Asked by a member of the jury, sitting at Dublin City Coroner’s Court, whether the ICLVR knew who pulled the trigger, Mr Knupfer said they had no information about the actual killer.
The former Greater Manchester detective — who helped locate the bodies of child victims of Moors Murderers Ian Brady and Myra Hindley — led an archaeological time-team which painstakingly excavated a 22-acre site near a stream called Ballydonnell Brook at Ballynultagh.
After dividing and mapping out the entire area, forensic investigators, using ground radar, scanners, probes and cadaver dogs, eventually found the left-footed cowboy boot.
Partial remains recovered with it at a square, marked grid number 82, were sent to a DNA laboratory in West Yorkshire where they matched samples taken from Mr McIlhone’s brothers and sisters.

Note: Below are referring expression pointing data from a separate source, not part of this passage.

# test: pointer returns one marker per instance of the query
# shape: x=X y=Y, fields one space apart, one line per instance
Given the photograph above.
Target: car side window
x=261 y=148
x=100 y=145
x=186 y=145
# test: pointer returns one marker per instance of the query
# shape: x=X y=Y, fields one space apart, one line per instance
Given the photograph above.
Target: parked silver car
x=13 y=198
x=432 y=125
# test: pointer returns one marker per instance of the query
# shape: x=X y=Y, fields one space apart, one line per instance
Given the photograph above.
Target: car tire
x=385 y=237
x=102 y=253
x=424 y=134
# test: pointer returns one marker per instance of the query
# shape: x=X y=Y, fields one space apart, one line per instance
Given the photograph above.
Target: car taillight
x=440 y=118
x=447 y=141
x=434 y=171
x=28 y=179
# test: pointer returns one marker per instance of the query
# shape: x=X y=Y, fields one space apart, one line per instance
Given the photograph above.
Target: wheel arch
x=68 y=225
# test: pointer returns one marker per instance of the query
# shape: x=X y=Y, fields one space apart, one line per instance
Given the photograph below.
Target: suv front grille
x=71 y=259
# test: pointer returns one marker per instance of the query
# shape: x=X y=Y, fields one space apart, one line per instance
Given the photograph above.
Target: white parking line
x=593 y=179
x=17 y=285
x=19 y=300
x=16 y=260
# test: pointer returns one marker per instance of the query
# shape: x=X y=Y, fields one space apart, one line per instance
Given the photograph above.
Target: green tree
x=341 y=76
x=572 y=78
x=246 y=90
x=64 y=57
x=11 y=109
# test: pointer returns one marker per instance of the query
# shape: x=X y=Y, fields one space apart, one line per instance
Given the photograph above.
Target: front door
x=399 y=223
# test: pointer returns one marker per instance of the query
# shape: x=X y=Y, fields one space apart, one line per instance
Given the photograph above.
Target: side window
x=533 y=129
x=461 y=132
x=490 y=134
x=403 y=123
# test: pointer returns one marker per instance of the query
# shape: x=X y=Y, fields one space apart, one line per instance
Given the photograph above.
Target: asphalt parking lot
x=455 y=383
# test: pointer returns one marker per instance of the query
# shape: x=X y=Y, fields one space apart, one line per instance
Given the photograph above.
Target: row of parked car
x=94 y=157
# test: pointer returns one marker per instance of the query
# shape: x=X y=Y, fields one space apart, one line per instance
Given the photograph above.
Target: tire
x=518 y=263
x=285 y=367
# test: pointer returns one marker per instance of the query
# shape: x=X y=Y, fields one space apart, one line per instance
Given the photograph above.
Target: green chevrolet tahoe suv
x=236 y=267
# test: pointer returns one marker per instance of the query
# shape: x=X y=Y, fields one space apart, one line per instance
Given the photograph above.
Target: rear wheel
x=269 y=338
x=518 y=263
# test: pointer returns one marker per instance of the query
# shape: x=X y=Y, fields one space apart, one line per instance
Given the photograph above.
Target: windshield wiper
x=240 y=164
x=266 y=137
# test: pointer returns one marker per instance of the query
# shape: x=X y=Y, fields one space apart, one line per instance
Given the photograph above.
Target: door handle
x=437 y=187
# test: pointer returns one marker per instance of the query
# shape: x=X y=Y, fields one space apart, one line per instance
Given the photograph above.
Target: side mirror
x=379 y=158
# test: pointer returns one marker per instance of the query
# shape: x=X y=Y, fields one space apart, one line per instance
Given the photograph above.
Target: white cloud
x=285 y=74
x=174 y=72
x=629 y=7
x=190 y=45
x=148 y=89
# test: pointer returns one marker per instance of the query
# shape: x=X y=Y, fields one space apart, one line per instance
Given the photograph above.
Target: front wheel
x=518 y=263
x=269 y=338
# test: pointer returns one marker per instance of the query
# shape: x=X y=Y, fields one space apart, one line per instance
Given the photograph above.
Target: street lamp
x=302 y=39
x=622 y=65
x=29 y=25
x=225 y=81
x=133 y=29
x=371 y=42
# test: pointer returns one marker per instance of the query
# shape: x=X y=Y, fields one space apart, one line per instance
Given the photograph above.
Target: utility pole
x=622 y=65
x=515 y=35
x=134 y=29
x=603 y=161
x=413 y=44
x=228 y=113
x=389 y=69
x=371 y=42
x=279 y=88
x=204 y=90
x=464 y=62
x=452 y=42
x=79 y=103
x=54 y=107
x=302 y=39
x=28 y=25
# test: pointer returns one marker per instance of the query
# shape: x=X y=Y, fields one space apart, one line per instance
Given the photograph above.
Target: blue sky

Mr Knupfer said the DNA analysis, the identification of the cowboy boot and evidence from the IRA left him absolutely satisfied the remains were those of Mr McIlhone.
The inquest heard that none of the McIlhone family, from Bearnagh Drive, Andersonstown, Belfast, could travel to the hearing in central Dublin because of other family commitments.
Coroner, Dr Brian Farrell, stressed to jurors that an inquest cannot return a verdict of murder or manslaughter, before accepting their ruling of unlawful killing by a person or persons unknown.
“This is a terrible crime,” he added. “I will only be speaking for the community in saying that we deplore what happened.”